The Linux operating system treats everything like a file. Therefore, any system administrator must understand how to work with files, including compressed files.
There are several reasons why it’s important that we know how to distinguish a compressed file from an uncompressed file. For one, a compressed file occupies less disk space. That means it’s faster to transfer across the network compared to its uncompressed counterpart, thus improving our system’s performance.
Also, there are instances where we can’t send a file whose size exceeds a certain size limit. In this case, we can compress our file or use a compressed version. For the option of using a compressed version, we’ll have to know how to easily identify if the file is compressed or not.
In this tutorial, we’ll discuss different ways to check whether a file is compressed. First, we’ll identify the file extension used, then reinforce this knowledge with the file command, and finally, we’ll use the gzip and bzip2 command-line utilities to check our files to see if they’re compressed.
2. Examining the File Extension
Normally, we categorize files based on their extension. This applies to compressed files, too.

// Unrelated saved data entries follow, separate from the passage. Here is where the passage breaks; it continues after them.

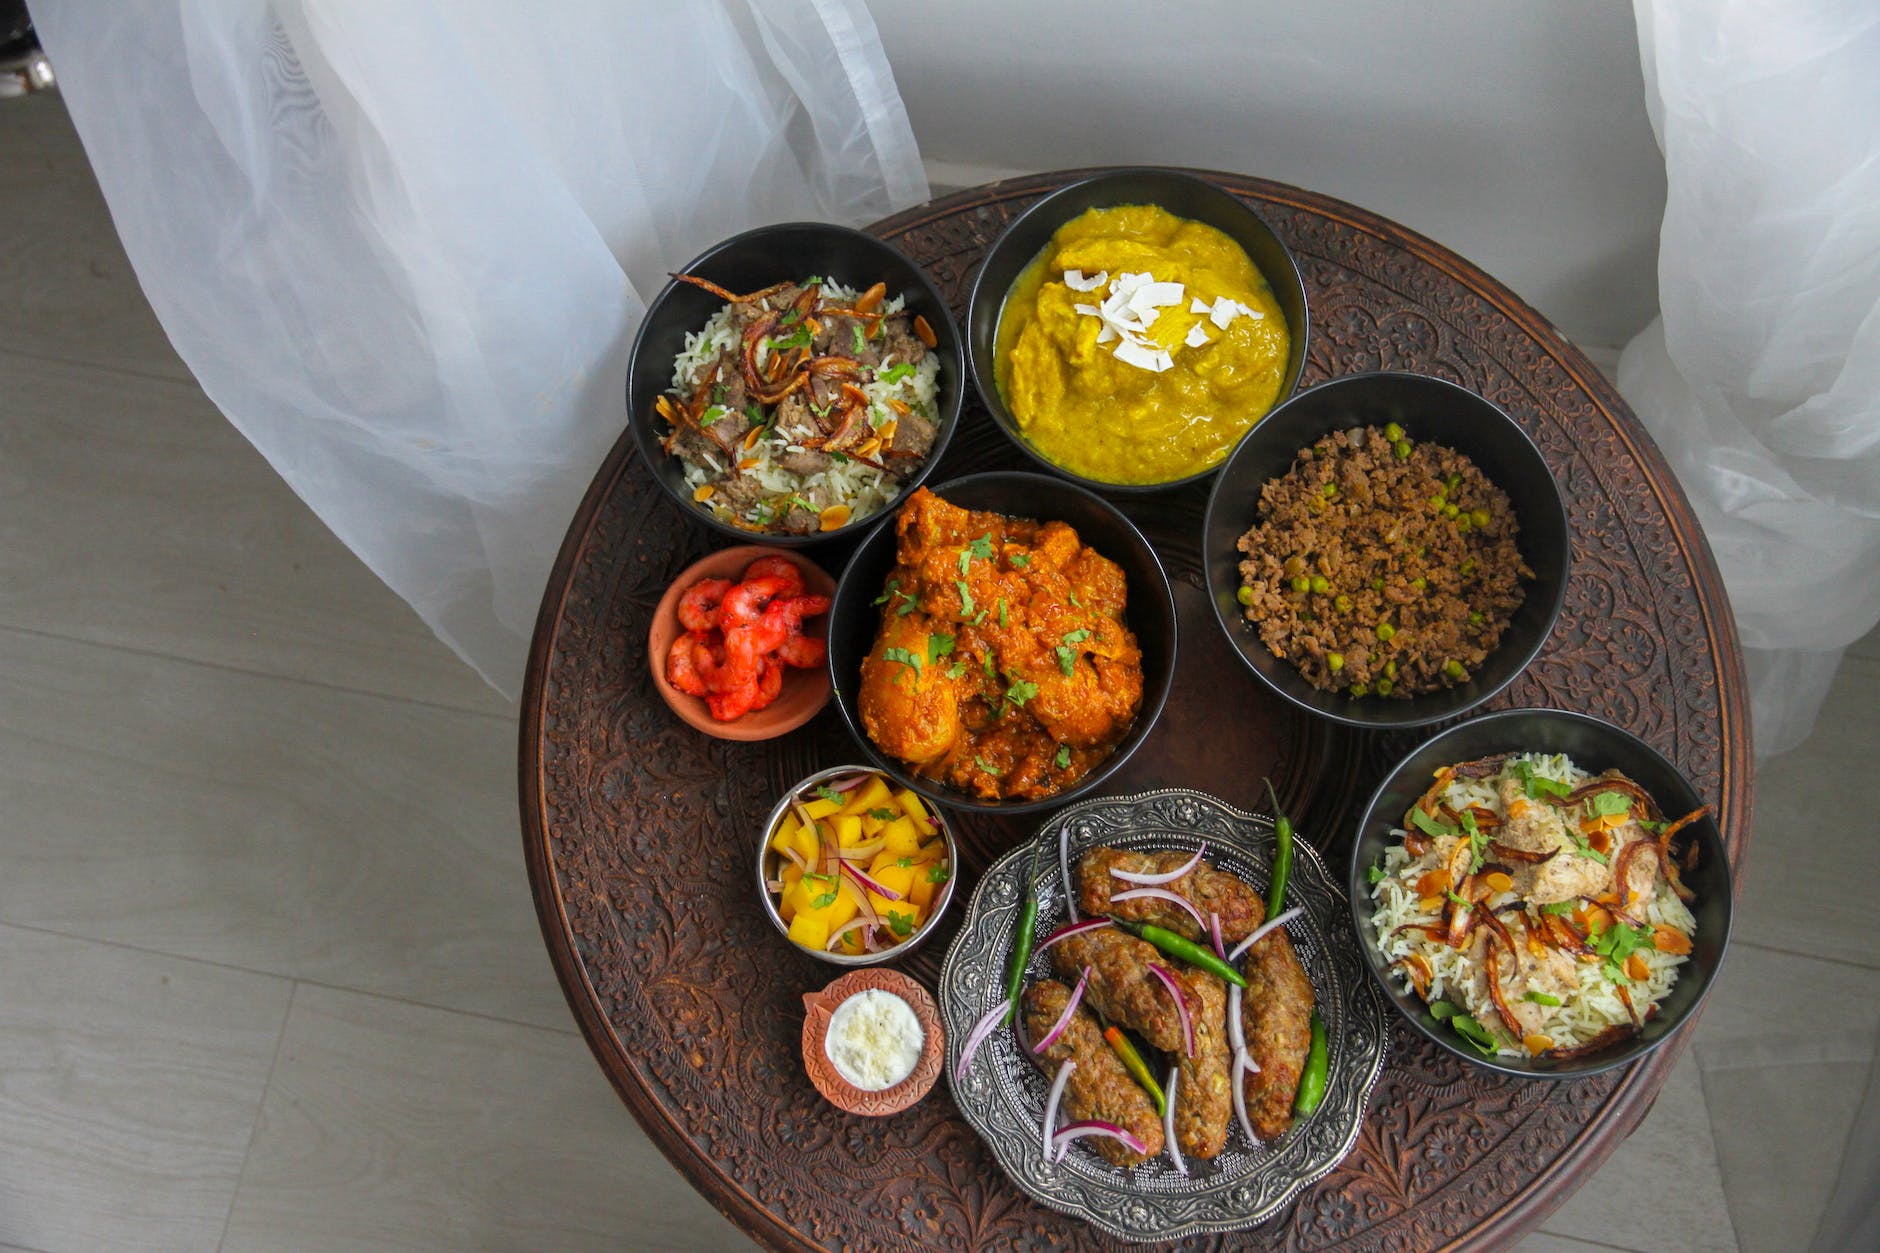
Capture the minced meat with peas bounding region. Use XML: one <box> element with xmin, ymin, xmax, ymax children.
<box><xmin>1235</xmin><ymin>424</ymin><xmax>1528</xmax><ymax>697</ymax></box>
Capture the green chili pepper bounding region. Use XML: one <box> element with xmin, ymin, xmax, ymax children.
<box><xmin>1001</xmin><ymin>837</ymin><xmax>1046</xmax><ymax>1026</ymax></box>
<box><xmin>1293</xmin><ymin>1010</ymin><xmax>1329</xmax><ymax>1115</ymax></box>
<box><xmin>1125</xmin><ymin>922</ymin><xmax>1248</xmax><ymax>988</ymax></box>
<box><xmin>1103</xmin><ymin>1026</ymin><xmax>1167</xmax><ymax>1117</ymax></box>
<box><xmin>1264</xmin><ymin>777</ymin><xmax>1294</xmax><ymax>918</ymax></box>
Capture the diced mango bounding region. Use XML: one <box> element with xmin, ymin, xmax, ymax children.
<box><xmin>909</xmin><ymin>870</ymin><xmax>939</xmax><ymax>913</ymax></box>
<box><xmin>841</xmin><ymin>776</ymin><xmax>894</xmax><ymax>818</ymax></box>
<box><xmin>780</xmin><ymin>862</ymin><xmax>804</xmax><ymax>895</ymax></box>
<box><xmin>912</xmin><ymin>839</ymin><xmax>945</xmax><ymax>865</ymax></box>
<box><xmin>872</xmin><ymin>900</ymin><xmax>923</xmax><ymax>941</ymax></box>
<box><xmin>873</xmin><ymin>862</ymin><xmax>918</xmax><ymax>900</ymax></box>
<box><xmin>879</xmin><ymin>817</ymin><xmax>922</xmax><ymax>860</ymax></box>
<box><xmin>860</xmin><ymin>814</ymin><xmax>886</xmax><ymax>838</ymax></box>
<box><xmin>787</xmin><ymin>911</ymin><xmax>829</xmax><ymax>950</ymax></box>
<box><xmin>768</xmin><ymin>816</ymin><xmax>800</xmax><ymax>854</ymax></box>
<box><xmin>894</xmin><ymin>788</ymin><xmax>938</xmax><ymax>836</ymax></box>
<box><xmin>802</xmin><ymin>797</ymin><xmax>843</xmax><ymax>821</ymax></box>
<box><xmin>792</xmin><ymin>820</ymin><xmax>824</xmax><ymax>866</ymax></box>
<box><xmin>868</xmin><ymin>849</ymin><xmax>909</xmax><ymax>877</ymax></box>
<box><xmin>833</xmin><ymin>815</ymin><xmax>865</xmax><ymax>848</ymax></box>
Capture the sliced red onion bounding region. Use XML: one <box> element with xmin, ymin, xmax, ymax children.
<box><xmin>863</xmin><ymin>925</ymin><xmax>886</xmax><ymax>953</ymax></box>
<box><xmin>1227</xmin><ymin>983</ymin><xmax>1247</xmax><ymax>1058</ymax></box>
<box><xmin>1059</xmin><ymin>822</ymin><xmax>1079</xmax><ymax>923</ymax></box>
<box><xmin>1210</xmin><ymin>911</ymin><xmax>1226</xmax><ymax>960</ymax></box>
<box><xmin>1035</xmin><ymin>917</ymin><xmax>1114</xmax><ymax>954</ymax></box>
<box><xmin>1052</xmin><ymin>1120</ymin><xmax>1149</xmax><ymax>1162</ymax></box>
<box><xmin>1237</xmin><ymin>1045</ymin><xmax>1260</xmax><ymax>1076</ymax></box>
<box><xmin>839</xmin><ymin>867</ymin><xmax>882</xmax><ymax>928</ymax></box>
<box><xmin>1032</xmin><ymin>966</ymin><xmax>1091</xmax><ymax>1055</ymax></box>
<box><xmin>819</xmin><ymin>773</ymin><xmax>870</xmax><ymax>794</ymax></box>
<box><xmin>1041</xmin><ymin>1059</ymin><xmax>1076</xmax><ymax>1164</ymax></box>
<box><xmin>834</xmin><ymin>837</ymin><xmax>887</xmax><ymax>861</ymax></box>
<box><xmin>1228</xmin><ymin>906</ymin><xmax>1304</xmax><ymax>962</ymax></box>
<box><xmin>1164</xmin><ymin>1064</ymin><xmax>1187</xmax><ymax>1176</ymax></box>
<box><xmin>843</xmin><ymin>862</ymin><xmax>902</xmax><ymax>902</ymax></box>
<box><xmin>1112</xmin><ymin>886</ymin><xmax>1207</xmax><ymax>931</ymax></box>
<box><xmin>765</xmin><ymin>879</ymin><xmax>785</xmax><ymax>894</ymax></box>
<box><xmin>1109</xmin><ymin>844</ymin><xmax>1206</xmax><ymax>885</ymax></box>
<box><xmin>1148</xmin><ymin>963</ymin><xmax>1195</xmax><ymax>1058</ymax></box>
<box><xmin>1233</xmin><ymin>1053</ymin><xmax>1260</xmax><ymax>1146</ymax></box>
<box><xmin>825</xmin><ymin>918</ymin><xmax>870</xmax><ymax>952</ymax></box>
<box><xmin>955</xmin><ymin>997</ymin><xmax>1012</xmax><ymax>1081</ymax></box>
<box><xmin>779</xmin><ymin>845</ymin><xmax>808</xmax><ymax>874</ymax></box>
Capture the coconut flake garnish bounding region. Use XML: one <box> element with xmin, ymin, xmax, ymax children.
<box><xmin>1113</xmin><ymin>340</ymin><xmax>1175</xmax><ymax>373</ymax></box>
<box><xmin>1185</xmin><ymin>322</ymin><xmax>1212</xmax><ymax>348</ymax></box>
<box><xmin>1063</xmin><ymin>269</ymin><xmax>1108</xmax><ymax>292</ymax></box>
<box><xmin>1062</xmin><ymin>268</ymin><xmax>1262</xmax><ymax>372</ymax></box>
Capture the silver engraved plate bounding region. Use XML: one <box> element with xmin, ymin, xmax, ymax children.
<box><xmin>939</xmin><ymin>788</ymin><xmax>1388</xmax><ymax>1243</ymax></box>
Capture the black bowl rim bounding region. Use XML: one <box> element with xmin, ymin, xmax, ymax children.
<box><xmin>1344</xmin><ymin>706</ymin><xmax>1735</xmax><ymax>1078</ymax></box>
<box><xmin>963</xmin><ymin>168</ymin><xmax>1310</xmax><ymax>495</ymax></box>
<box><xmin>625</xmin><ymin>220</ymin><xmax>966</xmax><ymax>547</ymax></box>
<box><xmin>827</xmin><ymin>469</ymin><xmax>1178</xmax><ymax>815</ymax></box>
<box><xmin>1201</xmin><ymin>369</ymin><xmax>1571</xmax><ymax>730</ymax></box>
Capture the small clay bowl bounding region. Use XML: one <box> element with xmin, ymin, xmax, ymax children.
<box><xmin>647</xmin><ymin>545</ymin><xmax>835</xmax><ymax>741</ymax></box>
<box><xmin>801</xmin><ymin>969</ymin><xmax>944</xmax><ymax>1116</ymax></box>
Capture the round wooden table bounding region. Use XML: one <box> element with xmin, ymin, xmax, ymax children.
<box><xmin>520</xmin><ymin>170</ymin><xmax>1752</xmax><ymax>1251</ymax></box>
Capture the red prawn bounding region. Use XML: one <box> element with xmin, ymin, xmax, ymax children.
<box><xmin>719</xmin><ymin>575</ymin><xmax>797</xmax><ymax>630</ymax></box>
<box><xmin>761</xmin><ymin>594</ymin><xmax>831</xmax><ymax>669</ymax></box>
<box><xmin>740</xmin><ymin>556</ymin><xmax>805</xmax><ymax>595</ymax></box>
<box><xmin>665</xmin><ymin>632</ymin><xmax>713</xmax><ymax>697</ymax></box>
<box><xmin>677</xmin><ymin>577</ymin><xmax>735</xmax><ymax>633</ymax></box>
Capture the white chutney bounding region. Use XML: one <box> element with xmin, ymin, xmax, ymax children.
<box><xmin>824</xmin><ymin>989</ymin><xmax>924</xmax><ymax>1091</ymax></box>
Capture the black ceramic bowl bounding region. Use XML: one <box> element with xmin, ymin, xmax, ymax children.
<box><xmin>826</xmin><ymin>472</ymin><xmax>1177</xmax><ymax>815</ymax></box>
<box><xmin>1203</xmin><ymin>371</ymin><xmax>1569</xmax><ymax>729</ymax></box>
<box><xmin>1348</xmin><ymin>708</ymin><xmax>1733</xmax><ymax>1078</ymax></box>
<box><xmin>626</xmin><ymin>222</ymin><xmax>965</xmax><ymax>547</ymax></box>
<box><xmin>964</xmin><ymin>169</ymin><xmax>1309</xmax><ymax>493</ymax></box>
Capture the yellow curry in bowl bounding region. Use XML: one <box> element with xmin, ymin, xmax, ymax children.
<box><xmin>994</xmin><ymin>204</ymin><xmax>1291</xmax><ymax>486</ymax></box>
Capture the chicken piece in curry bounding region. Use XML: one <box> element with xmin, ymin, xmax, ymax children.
<box><xmin>858</xmin><ymin>488</ymin><xmax>1144</xmax><ymax>801</ymax></box>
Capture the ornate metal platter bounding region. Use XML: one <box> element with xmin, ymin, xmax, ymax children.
<box><xmin>941</xmin><ymin>789</ymin><xmax>1389</xmax><ymax>1243</ymax></box>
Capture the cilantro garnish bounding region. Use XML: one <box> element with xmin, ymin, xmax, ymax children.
<box><xmin>852</xmin><ymin>323</ymin><xmax>868</xmax><ymax>354</ymax></box>
<box><xmin>1570</xmin><ymin>831</ymin><xmax>1610</xmax><ymax>865</ymax></box>
<box><xmin>982</xmin><ymin>651</ymin><xmax>997</xmax><ymax>679</ymax></box>
<box><xmin>868</xmin><ymin>808</ymin><xmax>898</xmax><ymax>822</ymax></box>
<box><xmin>1009</xmin><ymin>552</ymin><xmax>1030</xmax><ymax>568</ymax></box>
<box><xmin>1004</xmin><ymin>679</ymin><xmax>1039</xmax><ymax>708</ymax></box>
<box><xmin>1511</xmin><ymin>759</ymin><xmax>1571</xmax><ymax>800</ymax></box>
<box><xmin>1448</xmin><ymin>1012</ymin><xmax>1500</xmax><ymax>1056</ymax></box>
<box><xmin>968</xmin><ymin>532</ymin><xmax>995</xmax><ymax>561</ymax></box>
<box><xmin>809</xmin><ymin>892</ymin><xmax>838</xmax><ymax>909</ymax></box>
<box><xmin>997</xmin><ymin>598</ymin><xmax>1008</xmax><ymax>629</ymax></box>
<box><xmin>975</xmin><ymin>755</ymin><xmax>1002</xmax><ymax>777</ymax></box>
<box><xmin>1588</xmin><ymin>791</ymin><xmax>1632</xmax><ymax>819</ymax></box>
<box><xmin>1367</xmin><ymin>863</ymin><xmax>1387</xmax><ymax>885</ymax></box>
<box><xmin>946</xmin><ymin>662</ymin><xmax>967</xmax><ymax>680</ymax></box>
<box><xmin>895</xmin><ymin>857</ymin><xmax>914</xmax><ymax>868</ymax></box>
<box><xmin>1409</xmin><ymin>807</ymin><xmax>1455</xmax><ymax>839</ymax></box>
<box><xmin>927</xmin><ymin>863</ymin><xmax>952</xmax><ymax>883</ymax></box>
<box><xmin>874</xmin><ymin>580</ymin><xmax>901</xmax><ymax>607</ymax></box>
<box><xmin>814</xmin><ymin>785</ymin><xmax>842</xmax><ymax>805</ymax></box>
<box><xmin>883</xmin><ymin>646</ymin><xmax>922</xmax><ymax>679</ymax></box>
<box><xmin>887</xmin><ymin>910</ymin><xmax>914</xmax><ymax>938</ymax></box>
<box><xmin>880</xmin><ymin>363</ymin><xmax>913</xmax><ymax>384</ymax></box>
<box><xmin>955</xmin><ymin>579</ymin><xmax>975</xmax><ymax>617</ymax></box>
<box><xmin>1522</xmin><ymin>990</ymin><xmax>1563</xmax><ymax>1006</ymax></box>
<box><xmin>1054</xmin><ymin>744</ymin><xmax>1072</xmax><ymax>769</ymax></box>
<box><xmin>928</xmin><ymin>633</ymin><xmax>956</xmax><ymax>666</ymax></box>
<box><xmin>1539</xmin><ymin>901</ymin><xmax>1576</xmax><ymax>916</ymax></box>
<box><xmin>1068</xmin><ymin>590</ymin><xmax>1083</xmax><ymax>608</ymax></box>
<box><xmin>895</xmin><ymin>591</ymin><xmax>919</xmax><ymax>616</ymax></box>
<box><xmin>699</xmin><ymin>405</ymin><xmax>727</xmax><ymax>427</ymax></box>
<box><xmin>1589</xmin><ymin>918</ymin><xmax>1656</xmax><ymax>983</ymax></box>
<box><xmin>1458</xmin><ymin>808</ymin><xmax>1490</xmax><ymax>873</ymax></box>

Before we proceed, let’s note that there are several compression methods used to compress files, and each uses different file extensions. We can use this knowledge to identify compressed files and also the compression method used:
- .zip – represents a file compressed using the zip compression method
- .gz – represents a file compressed using the gzip utility
- .bz2 – an extension identifying a file compressed with the bzip2 tool
- .tar.gz – an extension for a file compressed with both the tar and gzip compression methods
This is not an exhaustive list of compression file extensions, but what we’ve covered is enough to give us an idea of how to use this approach.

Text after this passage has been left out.